SELECT [0],[1],[2],[3],[4],[5]
FROM (
SELECT
r,
c,
CASE
WHEN r = c then 1
ELSE wct.COMBIN(r, c)
END as v
FROM (
SELECT m.Seriesvalue as r, k.SeriesValue as c
FROM wct.SeriesInt(0, 4, NULL, NULL, NULL) m
,wct.SeriesInt(0, 4, NULL, NULL, NULL) k
) n
WHERE c <= r
) d
PIVOT(sum(v) for c in([0],[1],[2],[3],[4],[5])
) as P
This produces the following result.
This is better, but there a couple of problems. First, we haven’t really created a triangle; we have created a square. Sure, the diagonal of ones, where r = c, marks a lower diagonal which corresponds to Pascal’s triangle and the upper diagonal just consists of NULL, but it’s still a square and not a triangle.
The second problem is that we have to explicitly label each column ([0], [1], [2], [3], [4], [5] in this case) in the both the PIVOT and the SELECT to get what we want. If we want to create the triangle for some other number of rows, we have to change a bunch of SQL. If we were writing a stored procedure, we could do this dynamically, but we are trying to do this in TSQL. What we are looking for, then, is a way to join all the items in a row together and also avoid having to explicitly label each column. In other words, we are looking for a way to take the data in normal form and turn it into Pascal’s Triangle.

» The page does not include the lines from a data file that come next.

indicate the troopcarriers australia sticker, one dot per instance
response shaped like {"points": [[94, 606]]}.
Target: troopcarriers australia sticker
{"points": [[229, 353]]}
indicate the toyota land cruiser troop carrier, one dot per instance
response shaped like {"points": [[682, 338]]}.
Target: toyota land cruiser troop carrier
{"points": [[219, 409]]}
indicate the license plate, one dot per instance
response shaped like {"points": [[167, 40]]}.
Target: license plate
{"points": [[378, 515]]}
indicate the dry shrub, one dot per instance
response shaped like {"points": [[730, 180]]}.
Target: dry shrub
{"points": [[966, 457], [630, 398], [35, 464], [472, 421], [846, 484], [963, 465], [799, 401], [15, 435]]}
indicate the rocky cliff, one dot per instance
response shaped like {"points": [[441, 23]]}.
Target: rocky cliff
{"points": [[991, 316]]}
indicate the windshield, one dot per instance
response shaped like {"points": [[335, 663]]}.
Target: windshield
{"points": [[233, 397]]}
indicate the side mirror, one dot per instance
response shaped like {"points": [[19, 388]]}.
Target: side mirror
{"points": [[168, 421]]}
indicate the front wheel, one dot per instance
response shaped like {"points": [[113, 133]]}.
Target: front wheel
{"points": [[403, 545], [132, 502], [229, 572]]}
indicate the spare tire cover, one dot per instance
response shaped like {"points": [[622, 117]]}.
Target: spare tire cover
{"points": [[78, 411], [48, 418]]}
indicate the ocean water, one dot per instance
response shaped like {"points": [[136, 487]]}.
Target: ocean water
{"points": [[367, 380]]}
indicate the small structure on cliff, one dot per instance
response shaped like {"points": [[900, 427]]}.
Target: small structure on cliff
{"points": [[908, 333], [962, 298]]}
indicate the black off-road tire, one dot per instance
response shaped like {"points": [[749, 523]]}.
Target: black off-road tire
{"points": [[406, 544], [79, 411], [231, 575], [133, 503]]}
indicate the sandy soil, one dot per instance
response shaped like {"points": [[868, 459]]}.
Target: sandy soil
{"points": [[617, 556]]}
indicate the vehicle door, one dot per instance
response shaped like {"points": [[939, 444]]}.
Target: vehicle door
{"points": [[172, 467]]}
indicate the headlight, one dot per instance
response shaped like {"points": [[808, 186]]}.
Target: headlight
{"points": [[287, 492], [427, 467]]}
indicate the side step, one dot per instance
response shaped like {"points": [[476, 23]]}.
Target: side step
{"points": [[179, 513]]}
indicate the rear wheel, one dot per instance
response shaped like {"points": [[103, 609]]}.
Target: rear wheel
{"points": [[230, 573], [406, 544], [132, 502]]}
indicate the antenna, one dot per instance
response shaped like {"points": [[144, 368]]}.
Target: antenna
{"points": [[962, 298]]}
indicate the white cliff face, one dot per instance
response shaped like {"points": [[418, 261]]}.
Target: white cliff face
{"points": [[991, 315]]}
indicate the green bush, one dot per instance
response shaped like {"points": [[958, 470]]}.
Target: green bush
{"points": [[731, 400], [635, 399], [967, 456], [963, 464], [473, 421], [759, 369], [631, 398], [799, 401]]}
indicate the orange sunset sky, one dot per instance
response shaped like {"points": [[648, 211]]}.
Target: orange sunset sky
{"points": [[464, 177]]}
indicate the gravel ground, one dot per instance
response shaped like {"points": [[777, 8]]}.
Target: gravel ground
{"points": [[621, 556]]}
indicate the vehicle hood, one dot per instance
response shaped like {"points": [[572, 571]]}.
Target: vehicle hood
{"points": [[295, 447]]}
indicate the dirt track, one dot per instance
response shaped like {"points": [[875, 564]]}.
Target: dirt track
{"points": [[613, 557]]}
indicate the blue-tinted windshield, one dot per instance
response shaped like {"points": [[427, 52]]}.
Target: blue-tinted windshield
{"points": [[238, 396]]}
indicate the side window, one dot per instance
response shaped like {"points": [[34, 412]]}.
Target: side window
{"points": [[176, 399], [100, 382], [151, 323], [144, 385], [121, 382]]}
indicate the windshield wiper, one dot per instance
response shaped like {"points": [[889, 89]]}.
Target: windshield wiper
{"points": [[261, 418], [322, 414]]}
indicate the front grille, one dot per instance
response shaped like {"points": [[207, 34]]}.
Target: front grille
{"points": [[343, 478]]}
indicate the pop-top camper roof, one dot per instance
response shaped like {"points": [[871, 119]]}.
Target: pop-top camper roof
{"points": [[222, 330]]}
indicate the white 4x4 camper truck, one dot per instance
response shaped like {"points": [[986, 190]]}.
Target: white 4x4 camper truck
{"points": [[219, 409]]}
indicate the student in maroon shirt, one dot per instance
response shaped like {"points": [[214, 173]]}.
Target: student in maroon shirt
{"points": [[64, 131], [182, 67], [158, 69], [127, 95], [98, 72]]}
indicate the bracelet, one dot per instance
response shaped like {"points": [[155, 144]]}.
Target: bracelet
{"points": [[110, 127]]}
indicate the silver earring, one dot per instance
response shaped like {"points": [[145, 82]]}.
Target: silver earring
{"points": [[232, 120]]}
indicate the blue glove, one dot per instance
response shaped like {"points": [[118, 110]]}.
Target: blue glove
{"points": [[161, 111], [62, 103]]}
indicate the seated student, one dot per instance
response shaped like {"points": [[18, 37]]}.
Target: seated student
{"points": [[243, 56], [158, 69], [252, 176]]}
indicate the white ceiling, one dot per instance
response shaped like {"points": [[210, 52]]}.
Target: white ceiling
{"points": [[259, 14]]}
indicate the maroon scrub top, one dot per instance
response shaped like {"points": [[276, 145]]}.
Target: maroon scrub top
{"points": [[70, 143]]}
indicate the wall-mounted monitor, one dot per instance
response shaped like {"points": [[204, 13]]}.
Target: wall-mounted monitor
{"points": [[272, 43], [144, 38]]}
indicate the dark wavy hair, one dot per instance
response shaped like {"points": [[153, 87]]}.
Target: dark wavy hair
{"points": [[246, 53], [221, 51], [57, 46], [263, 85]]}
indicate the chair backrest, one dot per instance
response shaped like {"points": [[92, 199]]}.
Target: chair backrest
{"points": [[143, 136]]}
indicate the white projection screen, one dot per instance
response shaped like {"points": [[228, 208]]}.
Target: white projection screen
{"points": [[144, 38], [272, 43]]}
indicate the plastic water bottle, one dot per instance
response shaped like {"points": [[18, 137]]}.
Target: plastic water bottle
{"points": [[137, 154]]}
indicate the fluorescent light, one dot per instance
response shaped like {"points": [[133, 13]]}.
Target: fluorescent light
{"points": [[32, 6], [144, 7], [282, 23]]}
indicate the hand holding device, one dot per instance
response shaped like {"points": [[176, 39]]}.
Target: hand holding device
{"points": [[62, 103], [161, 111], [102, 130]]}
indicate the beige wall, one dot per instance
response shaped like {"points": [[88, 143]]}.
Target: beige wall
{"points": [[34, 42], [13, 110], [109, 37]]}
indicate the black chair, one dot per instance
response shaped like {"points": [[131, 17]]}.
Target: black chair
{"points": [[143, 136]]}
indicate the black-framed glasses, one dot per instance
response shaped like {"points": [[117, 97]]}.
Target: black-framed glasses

We can use the XLeratorDB JOINSTR_q function to create the triangle. In this example, we will modify our SQL slightly to accept a value which determines the number of rows we wish to create in the triangle and we will use the JOINSTR_q function to concatenate the values (in normal form) and create the triangle.
DECLARE @lvl as int = 4
SELECT r,
c,
CASE
WHEN r = c then 1
ELSE wct.COMBIN(r, c)
END as v
into #p
FROM (
SELECT m.Seriesvalue as r, k.SeriesValue as c
FROM wct.SeriesInt(0, @lvl, NULL, NULL, NULL) m
,wct.SeriesInt(0, @lvl, NULL, NULL, NULL) k
) n
WHERE c <= r
SELECT wct.JOINSTR_q(' ',NULL,'SELECT v from #p where r = ' + cast(x.r as varchar) + ' ORDER BY c')
FROM #p x
GROUP by x.r
DROP TABLE #p
This produces the following result.
This looks exactly like the triangle in our example. We have created a very simple piece of TSQL which lets us specify any level of the triangle and automatically returns the results in triangle form. In this example, we will go to 10 levels and create the triangle using comma, rather than space, as a separator.
DECLARE @lvl as int = 10
SELECT r,
c,
CASE
WHEN r = c then 1
ELSE wct.COMBIN(r, c)
END as v
into #p
FROM (
SELECT m.Seriesvalue as r, k.SeriesValue as c
FROM wct.SeriesInt(0, @lvl, NULL, NULL, NULL) m
,wct.SeriesInt(0, @lvl, NULL, NULL, NULL) k
) n
WHERE c <= r
SELECT wct.JOINSTR_q(',',NULL,'SELECT v from #p where r = ' + cast(x.r as varchar) + ' ORDER BY c')
FROM #p x
GROUP by x.r
DROP TABLE #p
This produces the following result.
As you can see, what could otherwise be a very complicated task in TSQL, is greatly simplified by having a couple of very familiar functions available to us in the database. In fact, the logic in this example is almost exactly the same as the logic you would use in spreadsheet, which might look something like this.
It actually seems easier to create Pacal’s Triangle in TSQL than it would be in EXCEL. There’s no EXCEL function to concatenate the results into a triangle, and EXEL suffers from the same problem as PIVOT, in that it creates a square and not a triangle. What do you think?